6. This is not an instance where the need for a pre-deprivation hearing is excused by "the necessity of quick action by the State." Parratt v. Taylor, 451 U.S. 527, 539 (1981).

7. In light of our holding, we need not examine the other arguments the defendants make in support of the grant of summary judgment.

8. The latter two claims essentially amount to a "prejudgment" argument -- a claim that her case was improperly pre-judged, or decided without any opportunity for her to influence her employer's decision.

9. O'Neill may have a claim that some portions of the state law -- for example, the state law requirement that she be provided with prior notice of the action contemplated -- were violated in her case. Such claims, involving state procedural guarantees that are above and beyond constitutional due process requirements, are not properly before us. See Pennhurst, 465 U.S. at 106 ("[I]t is difficult to think of a greater intrusion on state sovereignty than when a federal court instructs state officials on how to conform their conduct to state law."); Roy v. City of Augusta, 712 F.2d 1517, 1522-23 (1st Cir. 1983) (analyzing a § 1983 claim and noting that "[m]ere violations of state law do not, of course, create constitutional claims"). Thus, we examine only those violations of state law that may have resulted in the deprivation of the plaintiff's due process rights.

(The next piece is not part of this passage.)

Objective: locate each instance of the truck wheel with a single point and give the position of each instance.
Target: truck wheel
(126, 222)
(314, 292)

10. The better practice might have been not to start the hearing by reading the letter, but the Constitution requires only an initial check against erroneous decisions, not that the state follow best practices.

11. The doctrine has been consistently applied in this circuit. See Cronin, 81 F.3d at 260; Romero-Barcelo v. Hernandez-Agosto, 75 F.3d 23, 33 (1st Cir. 1996); Brown v. Hot, Sexy & Safer Prods., Inc., 68 F.3d 525, 535-37 (1st Cir. 1995).